The above-mentioned examples also demonstrate some of the overlappings we talked about. For example, a device with which trial participants face a common issue that requires the intervention of a technical team might be challenging to a trial’s budget, which could develop into an all-around problem that may affect everyone from the sponsors, the study team, and the study sites. And of course, the inconvenience affects the participants themselves.

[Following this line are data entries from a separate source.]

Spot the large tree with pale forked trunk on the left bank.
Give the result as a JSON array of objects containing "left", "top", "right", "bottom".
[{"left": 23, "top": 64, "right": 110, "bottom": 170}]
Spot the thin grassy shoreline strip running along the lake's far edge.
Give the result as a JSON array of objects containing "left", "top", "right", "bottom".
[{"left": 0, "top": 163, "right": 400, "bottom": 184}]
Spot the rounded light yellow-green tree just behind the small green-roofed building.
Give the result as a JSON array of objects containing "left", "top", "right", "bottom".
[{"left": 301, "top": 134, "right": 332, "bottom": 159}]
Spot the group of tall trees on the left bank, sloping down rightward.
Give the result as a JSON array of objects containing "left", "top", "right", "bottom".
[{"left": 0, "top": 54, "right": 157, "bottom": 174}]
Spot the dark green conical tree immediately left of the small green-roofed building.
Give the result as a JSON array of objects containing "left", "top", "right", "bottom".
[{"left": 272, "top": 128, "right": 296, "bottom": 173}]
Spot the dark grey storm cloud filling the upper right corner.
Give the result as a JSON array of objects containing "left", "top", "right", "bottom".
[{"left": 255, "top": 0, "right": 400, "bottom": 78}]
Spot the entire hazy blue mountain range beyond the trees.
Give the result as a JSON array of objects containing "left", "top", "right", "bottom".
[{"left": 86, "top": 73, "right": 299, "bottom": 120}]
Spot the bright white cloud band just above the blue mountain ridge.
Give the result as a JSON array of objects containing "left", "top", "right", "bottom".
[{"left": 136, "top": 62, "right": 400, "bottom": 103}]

Now, an obvious resolution or preventive action would be to choose affordable replacement devices which don’t often face issues serious enough to require the intervention of a technical team. That makes for a great resolution/preventive option when selecting devices for a study, but it cannot be relied upon as a stand-alone prevention strategy. Mainly, because affordable alternatives to devices that don’t face certain issues might not always be viable. Still, it’s a great option to explore, as a component of a larger resolution strategy.
Needless to say, we don’t consider this a budgeting challenge for devices being functionally deployed in the field for the first time (after safety testing and such) because technical team interventions are specially accounted for in the budget in those instances, whether the cost is borne by the sponsors or the device manufacturers (who may belong to the same commercial entity in some cases). But you see the point. Challenges may overlap.
A Future Perspective
Of course, the ultimate mitigation for challenges comes from improving technology, which is why the context of how wearable biosensor technology evolved was so important to illustrate. But professionally, very few people are empowered to directly drive the development of technology further. In layman’s terms, you can’t rush the tech. The best you can do is to keep doing your job so room for improvement could be identified.
The good news is, as we discussed, the tech is already coming of age. Great leaps have happened, and they’re not showing any signs of abating. Doubtless, in the future, new technology will illustrate the need for new approaches to the mitigation of challenges, because there’s always room for improvement, no matter how many challenges technology addresses. But now, at the end of 2021 and with 2022 dawning, these are examples of approaches you can take to mitigate the challenges of today. Have a happy new year.